The idea of likes attracting likes obviously wasn't conceived by me, tho, it has been my experience. Likewise, folk that attract toxic people need to inventory themselves, or at least make it a priority, rather than blaming everyone else for current/past problems (imo). It's silly that this has to be said over and over. I just can't relate to pointing fingers and blaming others for situations/events I freely elected to participate in.
 
Old 09-21-2009, 01:37 PM
 
19,045 posts, read 25,123,634 times
Reputation: 13484
Quote:
Originally Posted by Justice18 View Post
I would just like to add to your thoughts with my opinion. I belive that since more women are screaming equal rights and trying to do the same thing as men, then this is why men don't feel they should get married. I mean, marriage use to be about a woman and a man standing by each other, loving each other unconditionally even through tough times and the woman would abide by her man and would not question his judgment; but now since women want to be the men, it's only natural for men to feel they shouldn't be in a realtionship because it will be a power struggle. It would be about who makes the most money, who doesn't make enough money, who will watch the kids, who doesn't have enough air to breathe and the list goes on and on. What women should realize is when something happens to them, now there will not be a man there to protect them because women put out the notion that, we can do it ourselfs and we don't need a man to depend on. So women should realize what they are saying because when they want that guy to hold the door for them, or to protect them, let's just put it like this, you can't have your cake and eat it to.

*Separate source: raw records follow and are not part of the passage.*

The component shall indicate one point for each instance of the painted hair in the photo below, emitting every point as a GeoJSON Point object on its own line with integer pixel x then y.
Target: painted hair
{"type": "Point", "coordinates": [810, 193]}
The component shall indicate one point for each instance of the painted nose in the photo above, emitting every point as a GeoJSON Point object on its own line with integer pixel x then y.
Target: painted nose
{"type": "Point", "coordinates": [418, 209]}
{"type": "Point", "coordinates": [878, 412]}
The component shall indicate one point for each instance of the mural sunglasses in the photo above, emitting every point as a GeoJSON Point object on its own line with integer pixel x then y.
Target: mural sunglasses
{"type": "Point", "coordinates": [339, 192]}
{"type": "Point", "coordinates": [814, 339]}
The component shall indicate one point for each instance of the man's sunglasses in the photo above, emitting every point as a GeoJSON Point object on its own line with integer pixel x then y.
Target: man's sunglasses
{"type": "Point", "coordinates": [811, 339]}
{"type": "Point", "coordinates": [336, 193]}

Ok, [insert whoever's foot this sock belongs to- i guess nj!].
 
Old 09-21-2009, 01:39 PM
 
Location: down south
513 posts, read 1,577,742 times
Reputation: 653
Well, statistically speaking, whatever marriage you have is likely to end up in divorce. And after divorce, men need to pay alimony which can place very onerous financial burden on him without corresponding emotional or financial benefit. You tell me, would you rationally prefer such a risky endeavor?